The Office for National Statistics said on Wednesday claimant count unemployment rose by 15,500 last month after an upwardly revised 14,300 increase in May.
That was the biggest jump since a 71,000 rise in December 1992 and above analysts' forecasts for an increase of 10,000.
Sterling fell after the larger than expected rise in claims encouraged investors to bet that interest rates may fall to shore up the economy even as inflation rises.
At 2.6 percent in June, however, the proportion of working age people claiming benefits is a far cry from the near 10 percent rates seen in the early 1990s when the economy was in recession.
But economists said unemployment was set to rise further.
"It is a sign of things to come over the next year as the economy weakens," said Philip Shaw, an economist at Investec.
Annual average earnings growth in the three months to May eased to 3.8 percent from 3.9 percent in April, the ONS said. That was slightly higher than expected but still shows higher living costs have yet to feed through to wages.
The government and the Bank of England are concerned that the highest inflation in at least a decade -- consumer price inflation hit 3.8 percent in June, way above the Bank's 2.0 percent target -- will lead workers to demand much higher pay and embed sharp price rises.
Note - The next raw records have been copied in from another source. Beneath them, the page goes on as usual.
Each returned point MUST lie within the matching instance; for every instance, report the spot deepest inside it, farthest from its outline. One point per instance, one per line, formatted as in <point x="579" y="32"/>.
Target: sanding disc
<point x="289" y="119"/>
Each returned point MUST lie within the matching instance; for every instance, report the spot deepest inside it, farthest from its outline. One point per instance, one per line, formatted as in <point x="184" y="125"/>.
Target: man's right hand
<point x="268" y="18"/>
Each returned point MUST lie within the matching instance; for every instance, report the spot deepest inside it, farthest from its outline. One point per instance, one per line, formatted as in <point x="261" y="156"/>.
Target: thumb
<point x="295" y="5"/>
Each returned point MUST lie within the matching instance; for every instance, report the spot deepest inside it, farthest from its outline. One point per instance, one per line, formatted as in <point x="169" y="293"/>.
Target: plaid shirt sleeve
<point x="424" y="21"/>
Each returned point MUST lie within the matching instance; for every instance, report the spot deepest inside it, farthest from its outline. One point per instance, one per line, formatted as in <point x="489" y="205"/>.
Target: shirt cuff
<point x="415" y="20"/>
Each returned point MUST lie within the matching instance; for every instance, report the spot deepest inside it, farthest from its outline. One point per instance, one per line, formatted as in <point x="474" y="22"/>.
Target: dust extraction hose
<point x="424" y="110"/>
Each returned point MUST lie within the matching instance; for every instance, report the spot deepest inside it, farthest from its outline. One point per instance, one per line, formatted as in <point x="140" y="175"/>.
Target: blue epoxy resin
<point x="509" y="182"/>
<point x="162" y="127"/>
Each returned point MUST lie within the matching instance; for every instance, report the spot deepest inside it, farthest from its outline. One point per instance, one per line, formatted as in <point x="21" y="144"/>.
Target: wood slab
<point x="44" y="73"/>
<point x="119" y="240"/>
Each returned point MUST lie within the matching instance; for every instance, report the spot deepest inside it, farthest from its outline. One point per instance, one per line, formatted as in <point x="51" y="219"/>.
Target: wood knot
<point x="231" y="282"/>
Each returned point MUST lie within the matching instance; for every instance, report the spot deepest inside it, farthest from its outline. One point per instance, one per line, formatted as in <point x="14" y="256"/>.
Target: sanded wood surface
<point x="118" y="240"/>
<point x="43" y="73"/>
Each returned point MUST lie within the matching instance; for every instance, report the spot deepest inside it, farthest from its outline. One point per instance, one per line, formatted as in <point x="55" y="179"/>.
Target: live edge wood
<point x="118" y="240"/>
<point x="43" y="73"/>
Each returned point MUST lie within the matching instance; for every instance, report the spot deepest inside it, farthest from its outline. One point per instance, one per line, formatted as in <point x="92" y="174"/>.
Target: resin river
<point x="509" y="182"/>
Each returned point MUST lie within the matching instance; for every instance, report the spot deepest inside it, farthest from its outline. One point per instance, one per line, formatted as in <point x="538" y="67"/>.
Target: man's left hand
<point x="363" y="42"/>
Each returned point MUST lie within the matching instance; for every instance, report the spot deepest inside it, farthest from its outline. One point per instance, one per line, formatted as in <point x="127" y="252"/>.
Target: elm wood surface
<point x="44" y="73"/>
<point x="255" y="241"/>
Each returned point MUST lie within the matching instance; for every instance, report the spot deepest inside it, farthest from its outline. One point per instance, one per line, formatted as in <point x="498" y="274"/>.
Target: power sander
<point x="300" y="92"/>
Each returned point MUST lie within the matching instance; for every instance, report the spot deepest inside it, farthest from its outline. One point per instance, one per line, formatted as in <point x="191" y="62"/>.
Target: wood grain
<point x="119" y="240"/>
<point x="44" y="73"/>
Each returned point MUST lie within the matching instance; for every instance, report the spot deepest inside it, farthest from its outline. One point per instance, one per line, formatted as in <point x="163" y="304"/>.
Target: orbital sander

Hundreds of thousands of local government staff went on strike on Wednesday in protest over pay, arguing that wage settlements are not keeping pace with the rising cost of living.
While record fuel and food prices look likely to keep up pressure for industrial action, economists say labour market weakness should help tame pay pressures and eventually allow the BoE to cut interest rates.
With house prices falling, construction firms have announced around 4,000 job cuts this month. Thousands of workers in the financial sector are also expected to lose their jobs as the credit crunch continues to take a toll.
"With wages failing to keep pace with the cost of living and unemployment rising, the outlook for consumer spending remains grim," said James Knightley, an economist at ING.
"Our view remains that rate hikes remain unlikely and that the policy rate will be moved aggressively lower from early 2009 onwards as inflation starts to drop."